Still, I'd come to the church with one obvious fear: How will a group of amateur players channel the music of a jazz titan? My fear was unfounded. In this room, the collective voice of good players achieves a jaw-dropping greatness. To start the service, a chain of variations on the theme of "Africa" (from Africa/Brass) begins unspooling along a simple but well-rooted electric bass line played by Sister Wanika King. She locks into the open rhythms of a fleet, T-shirted drummer who looks to be in his midteens.

And then the horns rise up: first Father De Haven, a Caucasian tenor man who resembles Joe Lovano, and Bishop Franzo Wayne King, the church's leader, who switches between tenor, sopranos, and hand drums. In the pew in front of me, a guy works an alto sax unobtrusively; two rows up, a trombonist swings more aggressively. Percussion instruments are passed around; someone sits down at the old upright piano and starts laying into some chords. Members of the congregation sing and shout praises, clap, and dance like they're at some funkified, post-bop Baptist revival meeting, or on a journey toward some deep inner space. New players arrive to stir things up further. The theme to A Love Supreme emerges from the free-blowing and people chant along. It is wholly transporting and transportingly holy.
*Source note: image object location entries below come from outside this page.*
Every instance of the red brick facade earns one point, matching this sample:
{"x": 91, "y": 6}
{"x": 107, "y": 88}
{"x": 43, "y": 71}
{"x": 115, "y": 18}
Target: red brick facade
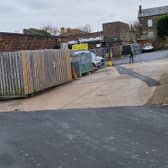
{"x": 14, "y": 42}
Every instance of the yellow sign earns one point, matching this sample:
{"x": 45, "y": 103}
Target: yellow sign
{"x": 78, "y": 47}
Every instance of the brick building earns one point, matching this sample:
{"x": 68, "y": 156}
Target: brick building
{"x": 116, "y": 33}
{"x": 148, "y": 20}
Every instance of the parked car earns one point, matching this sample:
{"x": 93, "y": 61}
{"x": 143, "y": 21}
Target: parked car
{"x": 148, "y": 47}
{"x": 97, "y": 61}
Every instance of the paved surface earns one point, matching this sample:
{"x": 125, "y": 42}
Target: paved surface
{"x": 145, "y": 57}
{"x": 105, "y": 88}
{"x": 128, "y": 137}
{"x": 149, "y": 81}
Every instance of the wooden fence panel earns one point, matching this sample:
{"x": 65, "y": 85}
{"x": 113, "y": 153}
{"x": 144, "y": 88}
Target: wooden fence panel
{"x": 27, "y": 72}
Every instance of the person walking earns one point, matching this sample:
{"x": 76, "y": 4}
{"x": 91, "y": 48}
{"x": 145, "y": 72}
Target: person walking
{"x": 131, "y": 57}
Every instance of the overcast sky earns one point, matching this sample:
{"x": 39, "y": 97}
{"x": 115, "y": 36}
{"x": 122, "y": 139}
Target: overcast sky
{"x": 18, "y": 14}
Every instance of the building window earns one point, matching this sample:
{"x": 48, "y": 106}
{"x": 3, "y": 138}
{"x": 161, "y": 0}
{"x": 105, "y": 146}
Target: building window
{"x": 150, "y": 23}
{"x": 150, "y": 34}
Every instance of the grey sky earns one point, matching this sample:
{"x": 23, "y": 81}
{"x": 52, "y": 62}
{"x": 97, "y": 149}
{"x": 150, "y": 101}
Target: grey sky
{"x": 18, "y": 14}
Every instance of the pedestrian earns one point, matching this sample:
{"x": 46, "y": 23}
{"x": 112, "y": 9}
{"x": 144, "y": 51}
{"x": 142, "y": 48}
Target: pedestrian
{"x": 131, "y": 57}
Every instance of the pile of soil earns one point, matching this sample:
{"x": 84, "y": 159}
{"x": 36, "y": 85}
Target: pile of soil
{"x": 160, "y": 96}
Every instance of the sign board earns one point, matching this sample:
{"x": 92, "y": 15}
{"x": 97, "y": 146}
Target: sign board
{"x": 78, "y": 47}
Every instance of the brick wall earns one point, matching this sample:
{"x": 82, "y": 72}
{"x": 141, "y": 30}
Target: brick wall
{"x": 14, "y": 42}
{"x": 117, "y": 30}
{"x": 84, "y": 36}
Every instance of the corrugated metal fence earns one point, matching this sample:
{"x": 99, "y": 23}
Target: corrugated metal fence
{"x": 27, "y": 72}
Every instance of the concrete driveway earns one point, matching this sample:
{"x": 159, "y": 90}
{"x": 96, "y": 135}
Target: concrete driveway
{"x": 127, "y": 137}
{"x": 106, "y": 88}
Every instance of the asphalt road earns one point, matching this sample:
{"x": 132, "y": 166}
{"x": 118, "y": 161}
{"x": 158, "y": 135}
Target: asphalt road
{"x": 144, "y": 57}
{"x": 125, "y": 137}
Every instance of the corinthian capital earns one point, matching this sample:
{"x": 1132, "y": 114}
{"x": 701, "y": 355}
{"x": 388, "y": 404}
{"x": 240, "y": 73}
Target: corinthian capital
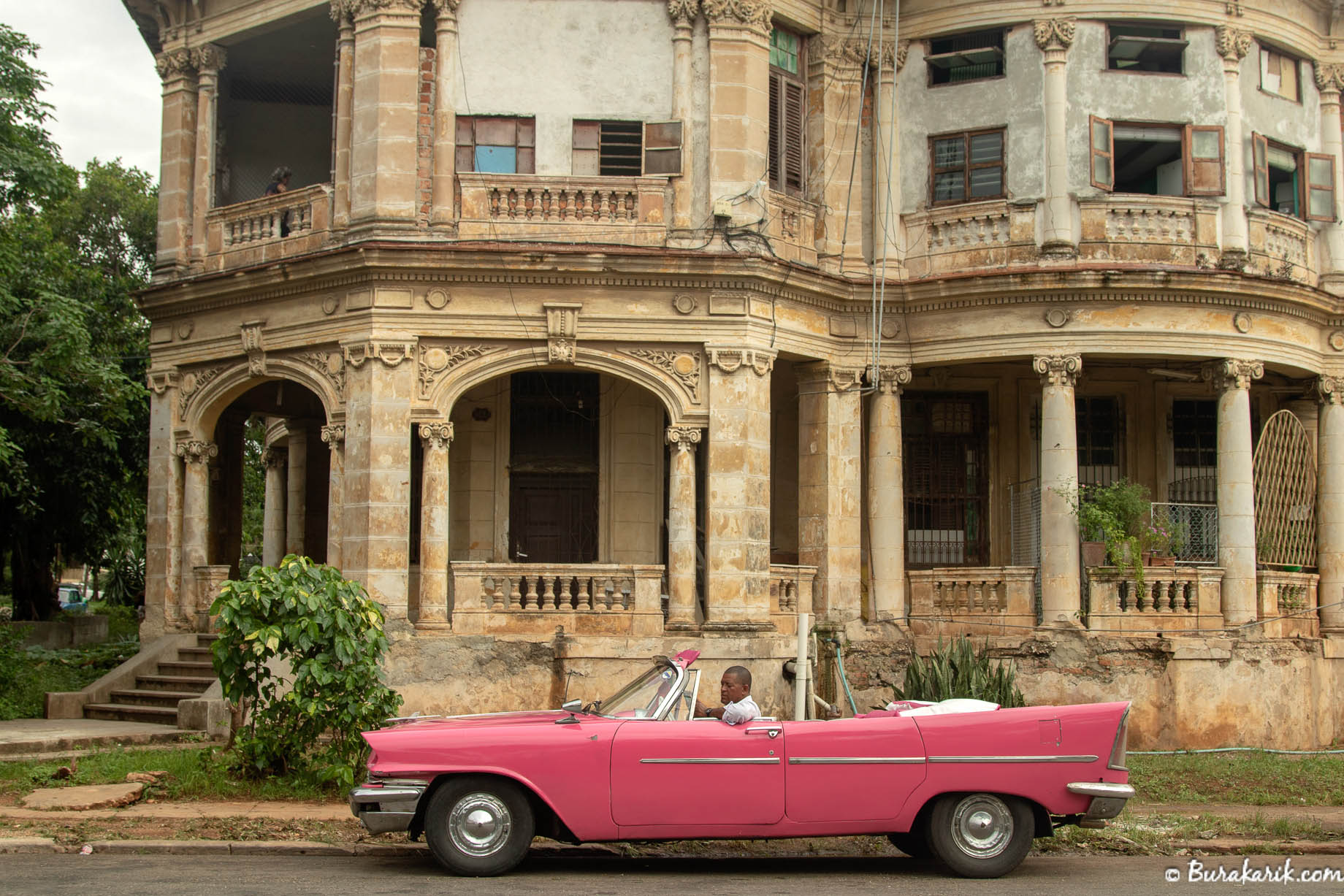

After 90 minutes have passed by without notice, the music subsides and the bishop makes a serious pitch for money: Big Money. The Church is hard-pressed to continue its community outreach work, which includes serving meals to the homeless, and it is in need of a larger space. Feeling a bit strapped, my friend and I pony up a five-spot each and slip out into the rain. As we walked, we talked about the nearly nonexistent place of music in our respective Christian traditions, as well as our attachment to music as a spiritual vehicle--how nightclubs can feel like church just the way this church kinda felt like a nightclub. Slouching toward a breakfast joint on Fillmore, our ears were ringing. But the rain felt like a benediction.